I had some chance to play around with this and got a little further, but not much...
Apple decided to enforce the restriction that some shared libraries (I don't
remember which one(s)) only be initialized on the initial thread of the OS-level
process by executing a breakpoint instruction. (It's the World's Most Advanced
Operating System!) That breakpoint causes the process to terminate with the
message you're seeing when the library in question is loaded (directly or as
the result of loading some library which depends on it) from a CCL listener
thread (or a SLIME REPL thread, or ... any thread other than the initial
one.)
The general workaround is to replace:
(open-shared-library "culprit.dylib")
with
(run-in-initial-thread-and-wait-until-done
(lambda () (open-shared-library "culprit.dylib")))
There are a few issues:
1) The affected code may be in a third-party lisp library; it'd be good if
the authors of such libraries made the necessary changes so that people
didn't keep running into this.
2) It can be hard to know which libraries are affected. I think that the
actual check-and-breakpoint is in the initialization code for the
CoreFoundation library; whether that's correct or not, it's in some
library that's used by many other things on OSX, so the rule of thumb
is something like "when in doubt, force library loading to happen on
the initial thread in OSX."
3) There are several ways to do what I'm calling
RUN-IN-INITIAL-THREAD-AND-WAIT-UNTIL-DONE; I don't think that we yet
offer a standard way of doing this (though CCL::CALL-IN-INITIAL-PROCESS
us present in recent versions of the trunk and is intended to become
an exported/documented/standard interface in the near future.)
We changed some of our examples when this "check and breakpoint" behavior
was introduced (in 10.6, IIRC); see "ccl:examples;opengl-ffi.lisp", for
instance.
4) I'd want to think about this more than I have, but at the moment I can't
think of a reason for OPEN-SHARED-LIBRARY not to at least default to
doing what it does on the initial thread by default.
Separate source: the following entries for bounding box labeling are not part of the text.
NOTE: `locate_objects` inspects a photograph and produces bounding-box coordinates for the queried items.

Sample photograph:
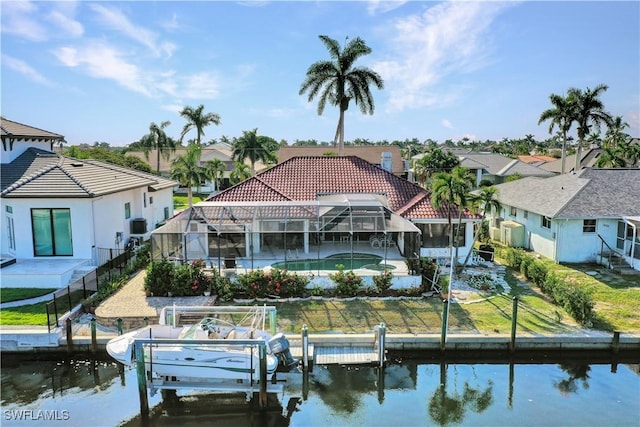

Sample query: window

[582,219,596,233]
[416,224,466,248]
[7,216,16,251]
[31,209,73,256]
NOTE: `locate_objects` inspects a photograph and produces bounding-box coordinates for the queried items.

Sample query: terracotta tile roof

[208,156,476,219]
[1,147,178,198]
[277,145,406,175]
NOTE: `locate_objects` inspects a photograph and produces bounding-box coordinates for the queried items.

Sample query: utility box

[500,221,525,248]
[131,218,147,234]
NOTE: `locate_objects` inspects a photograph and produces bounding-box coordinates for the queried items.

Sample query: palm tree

[596,146,627,168]
[461,186,502,270]
[604,116,630,148]
[171,144,207,207]
[204,159,227,191]
[538,93,574,175]
[298,35,384,155]
[229,162,252,185]
[431,166,473,271]
[136,120,176,175]
[567,84,612,173]
[232,129,275,175]
[180,104,220,145]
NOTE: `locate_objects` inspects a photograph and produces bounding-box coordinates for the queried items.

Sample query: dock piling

[90,317,98,353]
[509,297,518,353]
[302,325,309,372]
[65,318,73,352]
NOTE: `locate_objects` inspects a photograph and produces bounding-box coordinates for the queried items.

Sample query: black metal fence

[45,248,135,332]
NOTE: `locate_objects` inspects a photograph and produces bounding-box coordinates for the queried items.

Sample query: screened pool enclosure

[151,200,421,274]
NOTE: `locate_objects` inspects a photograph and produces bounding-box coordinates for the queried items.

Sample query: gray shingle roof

[496,168,640,219]
[0,117,64,140]
[0,148,178,198]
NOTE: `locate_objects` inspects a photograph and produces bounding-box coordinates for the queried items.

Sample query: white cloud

[367,0,406,15]
[180,72,220,99]
[2,54,53,86]
[47,10,84,37]
[90,4,175,56]
[0,1,47,41]
[53,42,152,96]
[373,2,510,111]
[440,119,453,129]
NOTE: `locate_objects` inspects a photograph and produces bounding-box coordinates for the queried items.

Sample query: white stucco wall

[0,187,173,260]
[501,205,618,263]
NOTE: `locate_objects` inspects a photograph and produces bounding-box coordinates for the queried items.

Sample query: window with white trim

[582,219,596,233]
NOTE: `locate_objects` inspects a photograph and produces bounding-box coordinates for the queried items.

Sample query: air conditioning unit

[131,218,147,234]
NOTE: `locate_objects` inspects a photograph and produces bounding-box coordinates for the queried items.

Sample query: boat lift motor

[269,332,298,369]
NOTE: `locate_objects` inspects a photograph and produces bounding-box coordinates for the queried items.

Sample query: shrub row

[501,248,595,325]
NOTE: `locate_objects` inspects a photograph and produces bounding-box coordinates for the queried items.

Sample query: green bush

[329,264,362,297]
[373,270,393,294]
[238,269,309,298]
[144,259,175,296]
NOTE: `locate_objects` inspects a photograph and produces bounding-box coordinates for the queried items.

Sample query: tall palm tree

[231,129,275,175]
[538,93,574,175]
[298,35,384,156]
[203,159,227,191]
[171,144,207,207]
[567,84,612,173]
[431,166,473,270]
[180,104,220,145]
[461,186,502,270]
[136,120,176,175]
[604,116,630,148]
[229,162,252,185]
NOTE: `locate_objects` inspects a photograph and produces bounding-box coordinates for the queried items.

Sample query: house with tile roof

[0,117,177,288]
[277,145,408,178]
[490,168,640,270]
[152,156,480,276]
[412,150,554,187]
[127,143,267,194]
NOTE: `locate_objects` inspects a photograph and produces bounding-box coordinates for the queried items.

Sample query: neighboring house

[412,151,554,187]
[540,148,602,174]
[518,154,557,166]
[0,118,177,288]
[490,168,640,270]
[277,145,408,178]
[127,143,267,194]
[152,156,480,268]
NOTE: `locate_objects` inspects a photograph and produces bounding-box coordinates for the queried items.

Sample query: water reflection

[553,363,591,395]
[1,353,640,427]
[429,363,493,426]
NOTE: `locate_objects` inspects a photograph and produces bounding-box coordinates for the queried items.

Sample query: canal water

[0,352,640,427]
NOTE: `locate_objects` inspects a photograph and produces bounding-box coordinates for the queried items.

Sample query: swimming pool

[271,253,395,271]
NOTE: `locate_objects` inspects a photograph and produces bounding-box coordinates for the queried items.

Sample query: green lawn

[0,288,57,303]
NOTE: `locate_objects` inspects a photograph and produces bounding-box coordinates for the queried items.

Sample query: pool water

[271,253,394,271]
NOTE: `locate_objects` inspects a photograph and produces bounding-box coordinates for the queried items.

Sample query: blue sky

[0,0,640,145]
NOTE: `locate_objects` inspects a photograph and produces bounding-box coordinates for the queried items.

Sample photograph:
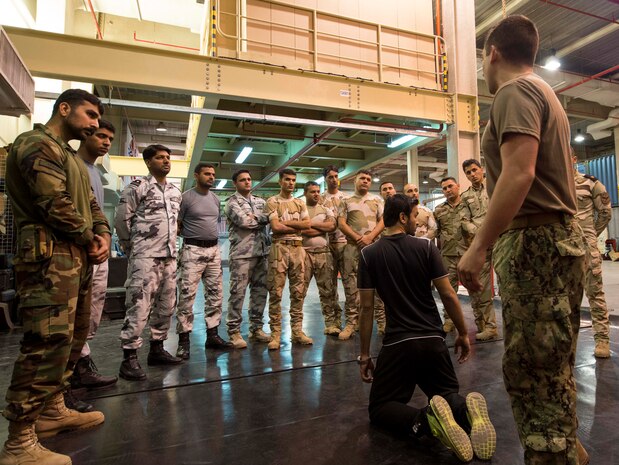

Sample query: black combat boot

[70,355,118,388]
[62,387,94,413]
[118,349,146,381]
[204,326,234,349]
[176,332,190,360]
[147,341,183,366]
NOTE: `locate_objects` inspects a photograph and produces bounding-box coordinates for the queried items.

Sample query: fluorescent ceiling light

[234,147,253,163]
[574,129,585,142]
[544,50,561,71]
[387,134,415,149]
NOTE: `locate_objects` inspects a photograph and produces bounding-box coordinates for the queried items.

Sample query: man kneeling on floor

[357,194,496,462]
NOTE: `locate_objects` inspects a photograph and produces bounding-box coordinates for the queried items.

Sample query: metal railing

[213,0,446,90]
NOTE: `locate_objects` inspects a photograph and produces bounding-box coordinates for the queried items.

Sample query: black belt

[183,237,217,247]
[273,239,303,247]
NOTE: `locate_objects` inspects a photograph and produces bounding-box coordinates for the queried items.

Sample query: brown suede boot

[268,331,282,350]
[35,392,105,439]
[290,329,314,345]
[0,420,71,465]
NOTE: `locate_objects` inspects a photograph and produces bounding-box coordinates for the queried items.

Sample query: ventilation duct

[0,27,34,116]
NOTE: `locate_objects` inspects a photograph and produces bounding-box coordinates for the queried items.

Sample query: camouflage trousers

[303,248,339,328]
[340,244,385,327]
[120,257,176,349]
[443,253,496,332]
[267,241,305,333]
[585,233,610,342]
[226,256,269,334]
[80,261,109,357]
[493,220,585,465]
[3,242,92,421]
[329,242,346,328]
[176,244,224,333]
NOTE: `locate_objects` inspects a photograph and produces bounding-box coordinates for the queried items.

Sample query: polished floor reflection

[0,264,619,465]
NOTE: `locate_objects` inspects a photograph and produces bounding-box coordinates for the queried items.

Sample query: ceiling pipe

[88,0,103,40]
[252,128,337,190]
[133,31,200,52]
[540,0,619,24]
[555,65,619,94]
[338,118,444,134]
[587,108,619,140]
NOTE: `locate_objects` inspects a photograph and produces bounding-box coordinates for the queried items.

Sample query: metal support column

[406,147,419,187]
[443,0,480,189]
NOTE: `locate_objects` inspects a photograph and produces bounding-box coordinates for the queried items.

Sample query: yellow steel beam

[108,155,189,179]
[6,27,454,123]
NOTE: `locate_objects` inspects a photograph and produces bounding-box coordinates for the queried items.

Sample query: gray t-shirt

[178,189,220,241]
[81,158,104,209]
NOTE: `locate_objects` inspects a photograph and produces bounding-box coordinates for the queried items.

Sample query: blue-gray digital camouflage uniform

[114,175,181,349]
[4,124,110,421]
[482,73,586,465]
[224,192,271,335]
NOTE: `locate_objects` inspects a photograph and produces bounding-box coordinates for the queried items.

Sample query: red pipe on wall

[555,65,619,94]
[88,0,103,40]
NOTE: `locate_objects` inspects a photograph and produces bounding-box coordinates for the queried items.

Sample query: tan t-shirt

[482,74,576,217]
[264,194,309,241]
[303,204,335,251]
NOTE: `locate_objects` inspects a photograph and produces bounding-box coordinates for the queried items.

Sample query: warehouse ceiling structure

[7,0,619,195]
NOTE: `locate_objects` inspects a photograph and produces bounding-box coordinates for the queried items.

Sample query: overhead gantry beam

[6,27,476,128]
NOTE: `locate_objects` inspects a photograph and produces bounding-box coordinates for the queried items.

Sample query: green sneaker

[466,392,496,460]
[426,396,473,462]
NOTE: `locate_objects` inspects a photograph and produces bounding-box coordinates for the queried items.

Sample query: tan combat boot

[475,327,499,341]
[228,333,247,349]
[324,325,342,336]
[337,325,355,341]
[35,392,105,439]
[249,329,271,342]
[268,331,282,350]
[290,329,314,345]
[0,420,71,465]
[376,322,387,336]
[593,341,610,358]
[576,439,589,465]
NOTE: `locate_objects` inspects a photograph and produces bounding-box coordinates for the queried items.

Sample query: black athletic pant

[368,337,471,436]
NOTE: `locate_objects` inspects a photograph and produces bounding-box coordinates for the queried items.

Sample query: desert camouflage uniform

[320,191,348,328]
[115,175,181,349]
[415,204,436,240]
[460,184,496,332]
[303,204,337,328]
[3,124,110,421]
[574,173,612,342]
[493,216,585,464]
[338,193,385,329]
[265,194,309,335]
[225,192,271,334]
[176,189,224,334]
[434,201,467,321]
On Sun, 1 Aug 2010, Kevin Smith wrote:
The only hurdle for me for trying out (and maybe switching) to clozure on the mac platform is that I can't seem to get the
cl-opengl package loaded. I get the error: "Trace/BPT trap" when I try to load that package. (All other dependent packages
like cffi, loaded successfully).
I am using ccl64, version 1.5 on Darwin/MAC OS (DarwinX8664). Latest version of cl-opengl.
I believe I also tried it on the 32-bit ccl. Same problem. It looks like it only compiles a few source files in the
cl-opengl package before it dies.
If someone can point out to me how I can trace this to provide more information on where it is crashing or maybe someone has
run across this already with this particular package.